Pulgar Vidal: UN on course to deliver draft climate text

Peru’s environment minister calls on delegates  to “avoid stress and anguish” and cooperate closely

Peru Environment Minister and UN 2014 climate summit president Manuel Pulgar-Vidal

Peru Environment Minister and UN 2014 climate summit president Manuel Pulgar-Vidal

By Ed King

UN climate negotiators are on track to deliver the framework for an international emissions reduction deal by December, according to Peru’s environment minister.

Manuel Pulgar-Vidal, who will chair the UN’s 2014 climate summit in Lima later this year, said he has received “good signals” that a draft text will be ready later this year.

“We have received a good signals and strong political support,” he told delegates at the Petersberg Climate Dialogue, an annual meeting of environment ministers in Berlin hosted by the German government.

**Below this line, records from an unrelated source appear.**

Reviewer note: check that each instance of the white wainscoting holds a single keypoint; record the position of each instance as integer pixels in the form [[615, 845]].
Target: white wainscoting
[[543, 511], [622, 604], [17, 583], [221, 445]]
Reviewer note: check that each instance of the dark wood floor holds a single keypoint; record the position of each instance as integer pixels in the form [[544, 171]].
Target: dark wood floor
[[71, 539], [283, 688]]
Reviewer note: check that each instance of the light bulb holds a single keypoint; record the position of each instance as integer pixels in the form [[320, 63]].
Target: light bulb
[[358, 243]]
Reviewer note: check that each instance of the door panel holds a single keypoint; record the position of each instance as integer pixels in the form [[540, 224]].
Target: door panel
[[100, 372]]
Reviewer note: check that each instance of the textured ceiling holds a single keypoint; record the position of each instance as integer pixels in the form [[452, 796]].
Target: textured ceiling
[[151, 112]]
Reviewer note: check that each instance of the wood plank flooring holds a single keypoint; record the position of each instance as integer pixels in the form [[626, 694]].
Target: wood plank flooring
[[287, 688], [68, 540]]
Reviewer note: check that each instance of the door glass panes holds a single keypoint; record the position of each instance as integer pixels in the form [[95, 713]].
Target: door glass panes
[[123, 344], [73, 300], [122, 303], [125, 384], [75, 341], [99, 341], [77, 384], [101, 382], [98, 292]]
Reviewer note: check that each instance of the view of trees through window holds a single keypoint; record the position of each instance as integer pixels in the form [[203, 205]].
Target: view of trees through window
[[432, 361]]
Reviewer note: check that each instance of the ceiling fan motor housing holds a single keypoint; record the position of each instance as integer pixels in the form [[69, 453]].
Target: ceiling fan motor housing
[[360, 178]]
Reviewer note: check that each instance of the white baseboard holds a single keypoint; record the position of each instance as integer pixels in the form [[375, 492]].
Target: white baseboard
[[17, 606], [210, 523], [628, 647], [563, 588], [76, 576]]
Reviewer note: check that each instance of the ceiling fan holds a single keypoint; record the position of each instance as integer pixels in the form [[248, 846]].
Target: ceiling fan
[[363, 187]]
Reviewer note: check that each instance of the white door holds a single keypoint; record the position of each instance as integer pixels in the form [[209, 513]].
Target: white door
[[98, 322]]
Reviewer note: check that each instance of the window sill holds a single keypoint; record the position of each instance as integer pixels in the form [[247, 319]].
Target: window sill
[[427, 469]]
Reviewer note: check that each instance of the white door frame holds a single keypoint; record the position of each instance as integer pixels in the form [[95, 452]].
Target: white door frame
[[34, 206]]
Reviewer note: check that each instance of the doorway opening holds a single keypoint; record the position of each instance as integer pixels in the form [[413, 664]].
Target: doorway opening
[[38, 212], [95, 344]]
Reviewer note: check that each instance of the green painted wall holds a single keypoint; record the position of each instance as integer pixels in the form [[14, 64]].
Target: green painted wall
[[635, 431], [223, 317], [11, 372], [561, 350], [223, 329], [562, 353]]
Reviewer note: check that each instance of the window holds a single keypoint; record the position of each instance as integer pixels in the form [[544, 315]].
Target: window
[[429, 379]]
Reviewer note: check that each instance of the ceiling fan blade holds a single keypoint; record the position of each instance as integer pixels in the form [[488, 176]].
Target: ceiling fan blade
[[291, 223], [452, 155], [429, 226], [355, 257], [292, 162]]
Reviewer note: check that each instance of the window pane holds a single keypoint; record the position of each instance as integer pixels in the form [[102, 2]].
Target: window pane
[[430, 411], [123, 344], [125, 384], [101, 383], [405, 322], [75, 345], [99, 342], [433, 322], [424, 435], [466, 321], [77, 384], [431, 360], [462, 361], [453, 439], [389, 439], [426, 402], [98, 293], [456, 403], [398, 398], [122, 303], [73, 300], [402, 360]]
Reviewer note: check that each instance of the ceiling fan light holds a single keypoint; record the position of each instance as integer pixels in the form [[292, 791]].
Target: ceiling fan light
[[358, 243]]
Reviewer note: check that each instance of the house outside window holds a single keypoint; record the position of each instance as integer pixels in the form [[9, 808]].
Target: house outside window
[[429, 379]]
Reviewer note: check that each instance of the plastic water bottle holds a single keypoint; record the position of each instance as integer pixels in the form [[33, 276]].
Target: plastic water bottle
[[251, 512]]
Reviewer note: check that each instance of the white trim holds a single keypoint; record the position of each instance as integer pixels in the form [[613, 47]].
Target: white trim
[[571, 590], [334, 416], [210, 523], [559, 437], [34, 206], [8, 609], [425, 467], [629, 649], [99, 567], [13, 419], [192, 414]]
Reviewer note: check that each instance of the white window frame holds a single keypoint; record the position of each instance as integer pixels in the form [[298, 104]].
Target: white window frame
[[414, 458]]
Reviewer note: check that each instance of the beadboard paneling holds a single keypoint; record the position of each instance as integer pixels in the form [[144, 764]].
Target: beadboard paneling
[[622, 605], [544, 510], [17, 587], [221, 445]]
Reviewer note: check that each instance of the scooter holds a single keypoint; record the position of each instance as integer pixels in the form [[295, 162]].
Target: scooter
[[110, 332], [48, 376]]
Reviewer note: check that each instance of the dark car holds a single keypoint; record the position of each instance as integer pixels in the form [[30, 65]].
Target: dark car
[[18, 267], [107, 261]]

“Our main goal is to have a strong focus and draft agreement, it’s the only way to move towards a strong COP [Conference of the Parties] in Paris,” he added.

Paris is the 2015 venue for countries to sign off a global agreement to limit warming to below 2C above pre-industrial levels, a ceiling deemed safe by some scientists and politicians.

Last week the two UN officials tasked with guiding negotiations presented a rough outline of what the draft text could look like.

The Dialogue, which brings together ministers from developed and developing countries, is often seen as a useful barometer on the state of international climate talks.

This year’s meeting has an added urgency given the tight timelines negotiators are working against.

Major economies are expected to deliver their emission reduction and financial contributions to a global deal by the first quarter of next year, although it is still unclear what form these ‘Intended Nationally Determined Contributions’ (INDCs) will take.

Also speaking at the meeting, Germany’s environment minister Barbara Hendricks said the prospect of an international deal should be seen as an economic opportunity rather than a cost.

Climate action and jobs in the field of renewable energy have been the stabilising factors that helped Germany progress though the financial crisis relatively smoothly,” she said.

“We have to stop the Mikado game that has so long shaped the negotiating process.”